I'm Sure You've Head, But If Not...Watch Your SD Cards! with vSphere 7U2!!
For those who don’t go to the VMware forums (another ‘communities’ based vendor website) often, there was finally a VMware employee who somewhat unofficially acknowledged the issue of running ESXi on SD cards, specifically with vSphere 7U2. I say U2 because v7 and v7U1c, of which I both have run on DELL IDSDMs, runs flawlessly; and has for the past year.
To read a little more on the issue, you can review the VMware Communities post here. The issue, it seems, has to do with their newly formatted boot partitions. But honestly, I think the mishap (Hosts disconnecting/hanging) is mostly due to a new vmkusb driver. VMW is currently working on a fix, though they’re really recommending orgs to start using ‘high-performance’ storage (i.e. disks) for the boot device moving forward. All that to say is, if you haven’t upgrade to 7U2, I recommend not to. If you’re running your boot on disk, I think you’ll be fine. Otherwise, hold off.
One of the Veeam Vanguards, Luciano Patrao, did a nice little post on the issue & his experience. You can read his article here.
Cheers!
Page 1 / 1
I have also read from different sources that SD and/or the Controller is causing problems. Besides that current problems, the SD cards also had some other problems in the past and certain types also were not so reliable.
esxcfg-rescan -d vmhba32
If this works then it's a real gem...I'm sure everyone had the situation were the host losts its SD card and if you could solve this with that command ...woah 🥳
I think I heard that too @regnor ; but I’m not completely convinced. i think most of the issue is the driver, and maybe even the new boot partition format. That esxcli cmd doesn’t really work. It’s only a band-aid….fixing the Host I think anywhere from 2-7 days.
Yes that's true, but at least it revives the host for some time. The final solution will be to replace the SD cards with regular disks as those are way more reliable.
Very interesting article for sure.
Thank you for pointing out this problem! It seems to be, the higher ESXi version is, the harder it is for a SD-card to survive. By chance we have discussed this topic internally. From my perspective, actually new hosts should be equipped with boot HDDs/SSDs. This will avoid these problems completely!

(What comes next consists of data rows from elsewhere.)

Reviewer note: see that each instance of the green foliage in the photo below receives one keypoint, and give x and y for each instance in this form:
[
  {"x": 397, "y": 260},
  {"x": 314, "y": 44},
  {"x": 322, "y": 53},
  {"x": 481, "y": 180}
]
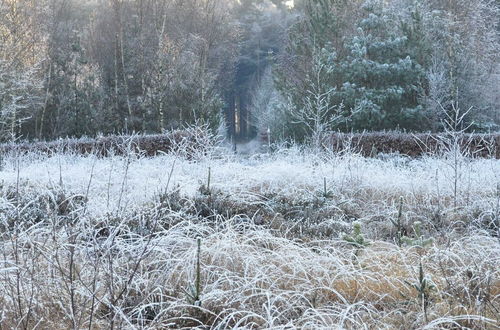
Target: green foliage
[{"x": 381, "y": 81}]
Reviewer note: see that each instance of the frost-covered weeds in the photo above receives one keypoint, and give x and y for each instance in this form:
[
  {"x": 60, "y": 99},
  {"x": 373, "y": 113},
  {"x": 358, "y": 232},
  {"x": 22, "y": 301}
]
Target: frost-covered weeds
[{"x": 91, "y": 242}]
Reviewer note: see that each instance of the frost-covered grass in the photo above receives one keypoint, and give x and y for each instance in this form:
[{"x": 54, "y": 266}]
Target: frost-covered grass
[{"x": 92, "y": 242}]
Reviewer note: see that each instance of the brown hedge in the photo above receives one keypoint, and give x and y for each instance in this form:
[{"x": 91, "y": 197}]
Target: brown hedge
[
  {"x": 413, "y": 145},
  {"x": 149, "y": 145},
  {"x": 367, "y": 144}
]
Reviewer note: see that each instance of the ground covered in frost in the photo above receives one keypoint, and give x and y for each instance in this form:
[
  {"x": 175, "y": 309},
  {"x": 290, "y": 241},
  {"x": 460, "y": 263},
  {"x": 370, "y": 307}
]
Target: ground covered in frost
[{"x": 287, "y": 239}]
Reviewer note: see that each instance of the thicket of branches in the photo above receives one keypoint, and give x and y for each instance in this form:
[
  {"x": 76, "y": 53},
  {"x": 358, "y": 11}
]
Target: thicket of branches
[{"x": 73, "y": 68}]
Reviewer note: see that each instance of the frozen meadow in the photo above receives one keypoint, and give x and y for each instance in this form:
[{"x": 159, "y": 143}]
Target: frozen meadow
[{"x": 289, "y": 239}]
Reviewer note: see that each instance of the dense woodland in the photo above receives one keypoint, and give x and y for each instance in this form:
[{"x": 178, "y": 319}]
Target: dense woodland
[{"x": 296, "y": 68}]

DELL has a newer SD module which appears should be fine, I was told today. And the ESXi Requirements, pg. 16 of PDF, still shows SD as “supported”. I guess VMW needs to either remove this supportability, or at least list supported modules. Replacement in-line is not an inexpensive process, of both HD cost and FTE time. For smaller orgs who don’t use 1. tanzu (i.e. k8s), 2. vSAN, 3. NSX a minimal install device like a SD should be fine. SD manufacturers need to toughen them up I guess
HPE sells some kind of Raid1-SD-card-plugin. The thing here is, there is no way - at least I do not know any - to monitor this black-box. Most of the time it works fine.
Good to know, if I ever go the HPE route again. Thanks!
HPE sells some kind of Raid1-SD-card-plugin. The thing here is, there is no way - at least I do not know any - to monitor this black-box. Most of the time it works fine.
I was also thinking the same. You have double the lifetime but some day it wills till break your host 🧨
Thx @coolsport00 for sharing. Didn’t know and interesting to know, alsmost all customers are running ESXi on SAS disks or SSD disks in RAID-1, but there are exceptions running on SD-cards...
Interesting. Most folks I know run it on ESXi. Though, I think enterprise orgs probably run it on HDDs/SSDs.
Good Article @coolsport00
Thank you sir. Really appreciate it.
Interesting that this issue is still ongoing. I just wanted to share some resources from the community regarding this.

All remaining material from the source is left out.